“Des enfants dorment par terre, sur le carrelage, et mangent dans les sanitaires” s’indigne Bertrand, un instituteur de Petite Terre qui dénonce l’absence de salle de repos pour les élèves de maternelle et de réfectoire. “Dans toutes les maternelles, la sieste est obligatoire. Si les élèves font 7 heures à midi, ils peuvent dormir chez eux.
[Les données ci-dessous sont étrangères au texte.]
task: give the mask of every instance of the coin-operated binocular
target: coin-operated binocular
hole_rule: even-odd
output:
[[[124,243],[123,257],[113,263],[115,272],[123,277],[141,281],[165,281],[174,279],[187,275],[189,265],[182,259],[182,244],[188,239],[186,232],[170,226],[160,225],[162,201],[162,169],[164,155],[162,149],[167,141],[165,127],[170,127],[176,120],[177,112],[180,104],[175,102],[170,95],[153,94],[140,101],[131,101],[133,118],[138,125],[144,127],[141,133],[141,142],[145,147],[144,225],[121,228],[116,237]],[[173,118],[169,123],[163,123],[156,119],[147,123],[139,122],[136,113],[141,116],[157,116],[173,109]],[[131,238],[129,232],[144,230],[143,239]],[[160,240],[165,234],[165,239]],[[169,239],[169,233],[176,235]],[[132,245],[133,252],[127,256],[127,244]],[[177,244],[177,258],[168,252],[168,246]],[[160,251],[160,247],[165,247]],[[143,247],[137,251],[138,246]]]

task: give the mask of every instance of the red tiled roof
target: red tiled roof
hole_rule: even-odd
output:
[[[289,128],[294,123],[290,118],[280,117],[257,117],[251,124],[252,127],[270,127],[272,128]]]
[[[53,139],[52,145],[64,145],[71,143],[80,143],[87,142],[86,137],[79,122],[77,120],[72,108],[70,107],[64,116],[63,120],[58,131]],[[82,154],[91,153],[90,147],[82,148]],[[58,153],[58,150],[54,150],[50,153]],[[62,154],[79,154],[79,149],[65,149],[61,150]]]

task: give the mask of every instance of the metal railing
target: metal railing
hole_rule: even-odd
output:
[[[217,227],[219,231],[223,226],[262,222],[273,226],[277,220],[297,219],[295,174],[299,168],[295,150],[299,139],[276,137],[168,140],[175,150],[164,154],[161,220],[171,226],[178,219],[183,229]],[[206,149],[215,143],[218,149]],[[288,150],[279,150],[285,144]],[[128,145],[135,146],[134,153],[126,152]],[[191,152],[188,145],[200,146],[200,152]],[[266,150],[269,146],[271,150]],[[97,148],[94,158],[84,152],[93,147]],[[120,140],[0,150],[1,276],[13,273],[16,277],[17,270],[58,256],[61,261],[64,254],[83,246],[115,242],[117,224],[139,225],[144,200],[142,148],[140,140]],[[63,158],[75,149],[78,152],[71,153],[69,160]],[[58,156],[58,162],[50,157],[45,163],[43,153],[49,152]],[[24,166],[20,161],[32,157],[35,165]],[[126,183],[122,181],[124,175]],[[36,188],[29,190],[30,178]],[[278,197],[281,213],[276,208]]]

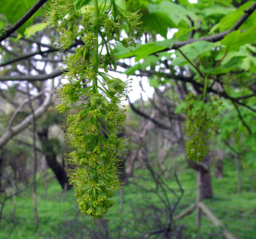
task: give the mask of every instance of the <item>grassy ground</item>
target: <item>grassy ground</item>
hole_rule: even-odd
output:
[[[145,170],[138,170],[138,175],[147,174]],[[191,169],[185,168],[178,176],[185,190],[175,215],[195,202],[196,177]],[[215,196],[203,200],[215,216],[221,220],[237,238],[256,238],[256,176],[245,169],[242,172],[242,192],[237,195],[236,172],[233,162],[226,162],[222,180],[213,178]],[[164,208],[159,198],[154,193],[142,190],[130,184],[124,188],[123,211],[120,212],[120,192],[114,196],[115,205],[106,216],[105,221],[93,221],[85,218],[77,209],[73,191],[67,192],[65,201],[61,187],[54,178],[49,178],[47,196],[43,185],[38,184],[38,211],[39,227],[34,224],[32,189],[29,189],[16,197],[16,210],[12,200],[9,201],[3,212],[0,228],[0,238],[10,239],[89,239],[104,238],[104,222],[108,222],[110,238],[140,238],[156,226],[158,212],[152,204],[161,210]],[[136,180],[141,185],[150,188],[149,182]],[[171,178],[167,182],[169,187],[178,192],[178,187]],[[170,201],[176,199],[168,193]],[[155,212],[155,213],[154,213]],[[161,214],[163,213],[163,214]],[[164,217],[164,210],[160,214]],[[224,238],[220,230],[203,217],[201,228],[195,225],[193,212],[176,222],[183,224],[183,235],[188,238]],[[160,238],[159,237],[150,238]]]

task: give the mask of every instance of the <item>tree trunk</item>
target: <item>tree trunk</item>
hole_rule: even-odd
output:
[[[210,170],[210,157],[207,155],[202,161],[202,163],[207,168],[207,171],[201,173],[201,199],[209,198],[213,197],[211,174]]]
[[[38,132],[37,134],[41,140],[42,150],[48,166],[53,171],[62,189],[65,189],[65,185],[68,185],[67,189],[70,189],[72,186],[68,184],[67,173],[61,164],[57,161],[53,145],[48,139],[48,128],[43,128]]]

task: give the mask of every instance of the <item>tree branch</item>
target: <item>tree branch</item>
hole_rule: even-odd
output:
[[[226,30],[220,33],[218,33],[217,34],[208,36],[207,37],[203,37],[200,38],[197,38],[196,39],[188,39],[186,41],[183,41],[181,42],[178,42],[175,43],[175,45],[178,47],[185,46],[188,44],[192,43],[193,42],[198,42],[199,41],[206,41],[207,42],[216,42],[218,41],[220,41],[221,39],[224,38],[227,34],[234,32],[234,31],[237,30],[240,26],[245,21],[245,20],[251,15],[251,14],[256,9],[256,2],[254,3],[247,10],[244,10],[244,14],[239,18],[239,19],[236,22],[236,23],[228,30]],[[171,48],[166,48],[159,51],[159,52],[162,51],[166,51],[170,50],[171,49],[175,49],[174,45],[172,45]],[[155,52],[156,53],[157,52]]]
[[[50,74],[43,74],[42,75],[37,75],[35,76],[17,75],[0,76],[0,81],[6,81],[7,80],[17,80],[18,81],[24,80],[28,80],[29,81],[42,81],[59,76],[64,72],[65,71],[61,71],[60,70],[57,70]]]
[[[146,118],[149,120],[150,121],[151,121],[153,123],[154,123],[157,126],[158,126],[159,127],[160,127],[162,129],[164,129],[165,130],[171,130],[171,129],[170,128],[168,127],[167,126],[166,126],[165,125],[162,124],[161,122],[159,122],[156,121],[155,118],[152,118],[149,115],[147,115],[145,113],[141,111],[140,110],[139,110],[138,109],[136,109],[134,107],[134,105],[133,105],[133,104],[132,104],[132,102],[130,101],[129,98],[128,98],[128,101],[129,101],[129,104],[130,104],[130,106],[131,106],[131,108],[135,113],[137,113],[139,115],[142,116],[142,117],[144,117],[144,118]]]
[[[6,30],[5,35],[0,36],[0,42],[10,37],[15,31],[21,26],[28,20],[29,20],[36,12],[42,6],[47,2],[47,0],[38,0],[29,10],[27,13],[23,16],[19,20],[15,22]]]
[[[53,84],[52,88],[54,87],[54,81],[53,80]],[[43,103],[37,108],[34,112],[35,118],[39,118],[47,110],[48,106],[52,103],[52,96],[53,95],[53,90],[51,89],[47,94],[45,100]],[[5,133],[4,133],[1,137],[0,137],[0,148],[8,141],[8,140],[12,138],[14,136],[18,134],[19,132],[24,130],[31,123],[32,121],[33,116],[31,114],[28,115],[19,124],[11,128]]]

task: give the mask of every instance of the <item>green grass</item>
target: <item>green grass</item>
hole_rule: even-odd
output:
[[[181,171],[182,173],[179,172],[178,177],[185,193],[174,216],[195,202],[196,173],[187,167]],[[138,170],[136,173],[149,176],[148,172],[145,170]],[[204,199],[203,202],[237,238],[254,239],[256,236],[256,176],[249,169],[245,169],[242,176],[242,192],[238,196],[237,174],[233,163],[226,162],[224,178],[212,178],[214,197]],[[15,217],[12,200],[7,202],[3,215],[0,238],[89,239],[97,238],[93,235],[96,233],[97,236],[101,236],[103,239],[104,230],[99,226],[98,222],[90,217],[84,217],[78,210],[73,190],[67,192],[66,200],[62,202],[62,189],[58,183],[52,176],[48,181],[46,197],[42,184],[38,185],[39,227],[36,228],[34,225],[32,189],[30,188],[20,197],[16,197]],[[153,186],[153,184],[149,182],[136,180],[137,183],[148,189]],[[173,178],[171,177],[166,183],[178,193],[178,187]],[[151,204],[158,207],[160,217],[163,218],[166,213],[164,206],[155,194],[142,192],[132,183],[124,187],[124,194],[123,213],[119,213],[120,194],[119,192],[116,192],[113,198],[115,205],[105,217],[109,220],[110,237],[118,238],[121,234],[122,238],[142,238],[143,235],[151,230],[155,224],[155,214]],[[168,193],[168,196],[172,202],[176,198],[171,193]],[[198,229],[195,225],[194,212],[176,223],[185,226],[184,238],[225,238],[220,230],[204,216],[202,217],[201,226]],[[99,236],[100,233],[101,235]]]

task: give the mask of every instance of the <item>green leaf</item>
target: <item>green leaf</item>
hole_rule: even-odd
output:
[[[157,79],[152,78],[150,80],[149,85],[157,88],[159,86],[159,83]]]
[[[228,46],[228,51],[238,50],[241,46],[247,43],[252,43],[256,41],[256,26],[241,33],[235,31],[227,35],[221,41],[222,45]]]
[[[159,4],[149,4],[148,9],[150,13],[155,12],[165,13],[177,26],[182,21],[185,22],[187,25],[190,25],[190,22],[187,17],[188,15],[195,21],[195,22],[196,22],[196,19],[198,18],[193,12],[187,9],[185,7],[171,2],[163,1]],[[161,25],[159,26],[161,27]]]
[[[43,30],[47,25],[48,24],[46,23],[42,22],[29,26],[26,28],[24,33],[26,39],[29,39],[37,32]]]
[[[229,59],[226,64],[220,65],[217,68],[209,68],[203,70],[206,73],[211,73],[212,75],[217,75],[218,74],[226,73],[229,72],[235,67],[242,64],[242,59],[245,58],[244,56],[234,56]]]
[[[159,33],[166,38],[168,28],[173,28],[175,25],[169,17],[161,12],[148,13],[141,17],[141,26],[147,32]],[[159,27],[161,26],[161,27]]]
[[[214,47],[214,43],[212,42],[199,41],[186,45],[180,49],[189,59],[193,59],[198,55],[211,50]],[[187,62],[187,60],[178,51],[175,51],[175,54],[176,57],[172,60],[172,65],[179,66]]]
[[[142,69],[144,71],[148,66],[156,66],[158,59],[161,58],[161,56],[157,57],[155,55],[148,55],[144,59],[144,62],[142,64],[137,64],[133,67],[129,67],[124,72],[124,74],[127,75],[134,75],[135,71],[137,70]]]
[[[210,8],[204,9],[203,10],[203,14],[206,17],[218,15],[225,16],[228,14],[230,14],[231,12],[234,12],[235,10],[235,8],[227,8],[221,6],[213,5]]]
[[[231,27],[238,20],[238,19],[244,13],[244,10],[249,8],[254,1],[248,1],[242,5],[236,11],[231,14],[225,16],[222,18],[219,25],[219,29],[220,32],[223,32]],[[256,12],[254,11],[245,21],[240,29],[245,29],[247,27],[255,25],[256,23]]]
[[[133,51],[131,51],[131,48],[127,49],[124,47],[122,48],[120,44],[117,44],[119,45],[117,45],[115,48],[114,55],[118,56],[119,59],[135,56],[135,61],[138,62],[140,59],[144,58],[146,56],[163,50],[166,47],[171,48],[175,41],[175,39],[173,38],[144,45],[138,45],[137,49]]]
[[[177,106],[174,110],[174,113],[179,114],[182,112],[184,112],[185,111],[185,107],[187,103],[185,101],[182,101]]]
[[[6,16],[11,24],[17,22],[35,3],[36,0],[1,0],[0,13]],[[34,16],[40,16],[40,11],[34,14],[23,25],[18,29],[18,32],[22,36],[27,27],[33,22]],[[39,15],[38,15],[39,14]]]
[[[256,134],[250,134],[247,136],[245,145],[256,151]]]
[[[177,39],[178,39],[181,37],[183,37],[187,33],[190,33],[197,26],[194,26],[189,28],[180,27],[178,29],[178,31],[174,34],[174,36]]]

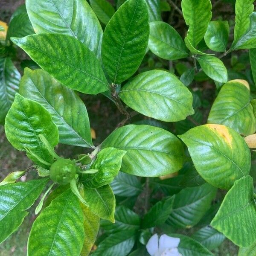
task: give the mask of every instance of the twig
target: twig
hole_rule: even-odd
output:
[[[177,6],[172,0],[168,0],[168,2],[172,6],[172,7],[182,16],[183,16],[182,12],[180,10],[180,8]]]

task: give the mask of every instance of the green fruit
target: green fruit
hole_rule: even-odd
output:
[[[76,175],[76,167],[70,159],[59,159],[55,162],[50,168],[50,177],[61,185],[65,185]]]

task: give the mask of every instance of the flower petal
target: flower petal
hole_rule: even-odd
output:
[[[166,249],[177,247],[180,241],[179,238],[162,235],[159,239],[159,251],[163,251]]]
[[[151,256],[153,256],[158,251],[158,236],[157,234],[152,236],[146,245],[146,248]]]

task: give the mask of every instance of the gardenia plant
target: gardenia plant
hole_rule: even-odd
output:
[[[223,1],[234,20],[220,1],[89,2],[26,0],[0,27],[0,123],[33,163],[0,183],[0,242],[35,205],[28,256],[208,256],[226,239],[256,255],[253,1]],[[122,116],[96,145],[84,94]]]

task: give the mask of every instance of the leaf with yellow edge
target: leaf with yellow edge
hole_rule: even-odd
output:
[[[196,170],[211,185],[228,189],[236,180],[249,174],[250,150],[232,129],[221,125],[204,125],[178,137],[188,146]]]

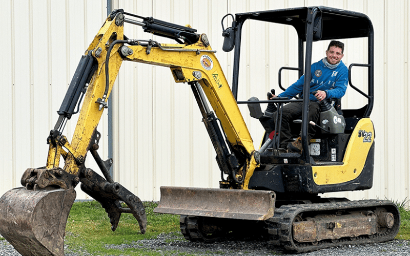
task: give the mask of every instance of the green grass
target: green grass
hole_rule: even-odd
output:
[[[106,249],[105,245],[130,243],[136,240],[155,238],[161,233],[179,231],[179,216],[153,212],[156,203],[144,202],[147,213],[147,231],[142,234],[134,217],[121,216],[115,232],[110,220],[97,202],[76,202],[71,208],[66,228],[66,244],[73,251],[86,251],[92,255],[162,255],[160,252],[138,249]]]
[[[396,239],[410,240],[410,210],[402,206],[399,207],[401,222],[399,233],[396,236]]]
[[[410,209],[406,206],[407,202],[395,203],[399,207],[401,217],[400,231],[396,239],[410,240]],[[86,251],[91,255],[189,255],[186,252],[160,252],[135,247],[122,250],[105,248],[105,245],[130,244],[139,240],[156,238],[161,233],[180,232],[178,216],[155,214],[153,210],[157,204],[151,202],[144,204],[148,222],[145,234],[141,233],[137,222],[130,214],[121,215],[117,230],[113,232],[107,213],[99,203],[95,201],[75,203],[67,221],[66,244],[72,251]]]

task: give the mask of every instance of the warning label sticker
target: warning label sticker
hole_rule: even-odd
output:
[[[218,86],[218,89],[220,89],[222,87],[222,83],[221,82],[221,80],[219,79],[219,75],[218,74],[217,72],[215,72],[213,74],[212,74],[212,77],[214,78],[214,80],[216,82],[216,84]]]

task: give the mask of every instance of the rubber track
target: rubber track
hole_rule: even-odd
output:
[[[320,214],[326,210],[336,212],[341,210],[371,210],[375,207],[386,208],[394,216],[394,225],[383,234],[361,236],[356,238],[354,240],[350,238],[342,238],[332,241],[323,240],[319,241],[317,244],[313,244],[312,243],[294,242],[292,232],[292,223],[295,217],[302,212],[317,212]],[[284,205],[279,208],[275,209],[275,214],[269,220],[269,222],[268,232],[270,243],[276,247],[275,249],[295,252],[304,252],[343,245],[380,242],[391,240],[399,231],[400,217],[397,207],[391,201],[364,200]]]

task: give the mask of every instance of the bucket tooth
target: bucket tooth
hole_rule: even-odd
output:
[[[138,221],[141,233],[147,230],[145,208],[139,198],[120,184],[109,182],[91,169],[82,170],[80,174],[81,189],[98,201],[105,209],[111,223],[111,230],[115,231],[121,214],[131,214]],[[121,206],[124,202],[128,208]]]
[[[64,255],[73,189],[14,188],[0,198],[0,233],[23,256]]]

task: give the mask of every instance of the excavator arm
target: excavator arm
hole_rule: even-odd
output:
[[[128,18],[126,15],[142,21]],[[130,39],[124,34],[125,23],[141,26],[147,32],[175,39],[178,44]],[[27,169],[21,180],[24,187],[12,189],[0,199],[0,233],[22,255],[64,255],[65,224],[75,198],[74,188],[80,182],[81,189],[105,208],[113,231],[121,214],[129,213],[138,222],[141,232],[145,232],[147,219],[141,201],[114,181],[109,171],[112,159],[103,161],[97,152],[101,137],[97,126],[104,110],[108,107],[107,100],[124,60],[169,67],[175,82],[187,83],[191,87],[216,152],[222,181],[227,188],[239,189],[231,190],[240,192],[232,191],[227,197],[225,191],[219,191],[225,189],[213,190],[214,197],[202,199],[220,200],[219,204],[210,207],[204,214],[213,212],[214,216],[218,216],[222,212],[227,218],[242,218],[237,215],[242,210],[241,207],[228,202],[255,201],[256,197],[266,200],[263,203],[257,200],[259,204],[255,207],[261,209],[261,212],[253,212],[249,218],[266,219],[272,217],[274,193],[247,191],[250,177],[259,165],[259,153],[255,151],[215,51],[206,35],[196,32],[189,27],[138,16],[122,10],[115,10],[108,16],[81,57],[57,111],[58,119],[47,139],[49,150],[46,166]],[[207,105],[207,99],[213,112]],[[77,113],[75,109],[79,108],[81,101],[82,107],[70,142],[63,135],[64,128]],[[104,177],[86,167],[88,152]],[[60,167],[61,157],[64,160],[63,168]],[[172,191],[175,193],[175,190]],[[176,193],[179,195],[186,191],[177,189]],[[168,196],[174,199],[179,196],[172,193]],[[30,204],[26,203],[28,201]],[[121,202],[128,208],[123,207]],[[261,204],[266,207],[262,207]],[[167,207],[162,206],[162,209]],[[182,207],[184,209],[187,206]],[[194,209],[196,208],[193,207]],[[230,216],[225,214],[228,212],[233,213]]]

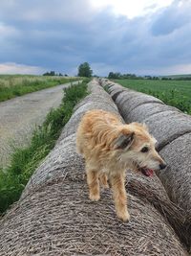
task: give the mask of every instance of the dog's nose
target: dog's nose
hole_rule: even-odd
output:
[[[165,167],[166,167],[166,164],[165,164],[165,163],[163,163],[163,164],[159,164],[159,169],[160,169],[160,170],[164,169]]]

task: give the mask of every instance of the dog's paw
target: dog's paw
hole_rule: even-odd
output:
[[[123,222],[129,222],[130,221],[130,215],[126,211],[125,213],[117,213],[117,217],[123,221]]]
[[[99,195],[93,195],[93,194],[90,194],[90,199],[92,201],[98,201],[100,199],[100,196]]]

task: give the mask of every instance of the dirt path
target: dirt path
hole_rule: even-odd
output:
[[[26,145],[35,126],[43,123],[52,107],[60,105],[63,88],[69,85],[65,83],[0,103],[0,167],[9,162],[12,146]]]

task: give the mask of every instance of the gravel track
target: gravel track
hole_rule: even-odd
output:
[[[0,103],[0,167],[9,163],[13,147],[27,145],[34,128],[43,123],[52,107],[60,105],[63,88],[70,84],[60,84]]]

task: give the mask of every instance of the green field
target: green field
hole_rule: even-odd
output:
[[[121,85],[153,95],[167,105],[191,114],[191,81],[116,80]]]
[[[31,143],[25,148],[15,149],[10,165],[0,169],[0,216],[18,200],[34,170],[54,147],[74,105],[88,95],[88,81],[85,79],[82,83],[66,88],[60,106],[52,109],[43,125],[34,129]]]
[[[75,80],[57,76],[0,75],[0,102]]]

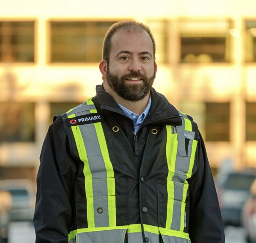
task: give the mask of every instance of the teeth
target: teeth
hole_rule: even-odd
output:
[[[140,80],[140,78],[137,77],[131,77],[127,79],[128,80]]]

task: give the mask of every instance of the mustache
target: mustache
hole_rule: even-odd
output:
[[[129,78],[136,77],[138,78],[145,80],[147,79],[147,77],[144,75],[142,74],[139,72],[135,72],[132,71],[129,74],[126,74],[123,75],[122,77],[122,79],[126,79]]]

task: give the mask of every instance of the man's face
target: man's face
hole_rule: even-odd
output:
[[[149,93],[155,77],[152,40],[145,30],[120,30],[113,35],[111,44],[107,70],[108,85],[125,100],[141,100]]]

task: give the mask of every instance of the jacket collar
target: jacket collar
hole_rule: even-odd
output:
[[[96,86],[96,93],[101,110],[108,110],[127,116],[112,97],[105,91],[102,85]],[[157,121],[167,122],[169,119],[178,118],[178,120],[180,120],[180,122],[178,123],[181,123],[178,112],[163,95],[152,88],[150,95],[152,103],[150,115],[148,116],[144,122]]]

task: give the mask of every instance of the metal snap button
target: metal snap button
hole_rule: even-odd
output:
[[[112,130],[113,132],[117,132],[118,131],[119,131],[119,127],[118,127],[118,126],[113,126],[113,127],[112,127]]]
[[[146,208],[145,207],[144,207],[143,208],[142,208],[142,212],[143,212],[143,213],[147,213],[147,212],[148,211],[148,209]]]
[[[152,134],[157,134],[158,132],[158,131],[155,128],[153,128],[151,130],[151,133]]]
[[[104,210],[103,209],[103,208],[101,207],[99,207],[97,209],[97,212],[98,212],[99,214],[102,214],[103,213],[104,211]]]

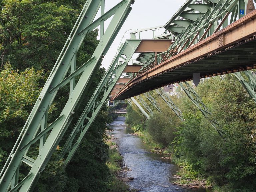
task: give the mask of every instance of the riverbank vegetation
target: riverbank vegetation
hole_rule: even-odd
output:
[[[152,91],[162,113],[155,110],[146,120],[133,104],[127,110],[126,123],[136,130],[139,127],[146,142],[171,153],[173,162],[184,168],[178,173],[184,180],[207,178],[206,184],[218,192],[254,191],[256,104],[232,74],[202,80],[195,90],[225,133],[223,138],[180,90],[170,97],[184,122]]]
[[[106,164],[109,170],[109,191],[111,192],[126,192],[128,191],[129,186],[119,179],[116,176],[118,171],[121,170],[121,164],[123,157],[120,155],[117,148],[116,143],[111,140],[107,143],[109,146],[109,157]]]
[[[64,45],[86,0],[0,1],[0,170]],[[90,33],[77,55],[80,67],[89,59],[98,40],[97,30]],[[106,123],[112,118],[104,107],[65,167],[59,154],[82,110],[105,72],[101,68],[80,108],[41,174],[35,192],[107,191],[109,171],[106,165],[109,147],[105,143]],[[58,93],[49,109],[48,124],[59,116],[69,95],[68,85]],[[36,143],[28,153],[35,159]],[[24,178],[29,168],[20,169]],[[23,174],[24,173],[24,175]]]

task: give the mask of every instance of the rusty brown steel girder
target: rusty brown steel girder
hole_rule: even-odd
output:
[[[124,85],[115,85],[115,87],[114,87],[113,89],[121,89],[124,86]]]
[[[132,79],[112,99],[124,99],[190,80],[193,72],[200,72],[203,78],[256,68],[255,19],[256,10]]]

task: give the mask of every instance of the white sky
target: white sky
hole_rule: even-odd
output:
[[[124,37],[127,38],[123,39],[123,41],[130,38],[130,32],[134,30],[131,30],[125,34],[126,31],[131,29],[144,29],[163,25],[182,6],[185,0],[135,0],[134,3],[131,6],[132,9],[130,14],[103,60],[103,66],[106,69],[108,67],[115,55],[123,35],[124,34]],[[107,11],[120,1],[120,0],[105,0],[105,11]],[[106,27],[105,27],[106,29]],[[165,31],[164,28],[157,30],[155,31],[155,35],[160,35]],[[141,39],[152,39],[153,37],[152,31],[141,33]],[[136,57],[134,56],[133,58]]]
On demande donc à pouvoir appliquer les rythmes scolaires quand les conditions seront réunies.”
Ce mardi matin devant le vice-rectorat, plus d’une centaine de manifestants, instituteurs et parents d’élèves de toute l’île manifestaient contre ces “rythmes s’colère”, une “réforme métropolitaine” appliquée “bêtement” selon le syndicat Sud.
Rafza Youssoif, présidente de la confédération syndicale des familles demande “la suspension” de cette réforme “tant que les conditions ne sont pas réunies. On manque de cantines, de réfectoires” appuie-t-elle.
Parmi les écueils dénoncés, la cohabitation entre les rythmes scolaires et le système de rotation lié au manque de classes. “Ce ne sont pas des rythmes scolaires puisqu’il y a une arythmie dans la semaine, la chronobiologie n’est pas respectée, analyse Yannick Samson, de la CGT premier degré qui note “un manque de sommeil et des troubles de l’apprentissage. On voit les deux extrêmes, soit la léthargie, soir l’hyperactivité. On doit faire plus d’autorité alors qu’on est payés à faire de la pédagogie. Ca devient de la maltraitance car avec des journées qui sont passées de 5 heures à 9 heures à l’école, ils sont en burn-out.” “Mon fils est crevé, confirme la maman d’un élève de CM2. Quand il rentre à 16 heures, il s’endort.”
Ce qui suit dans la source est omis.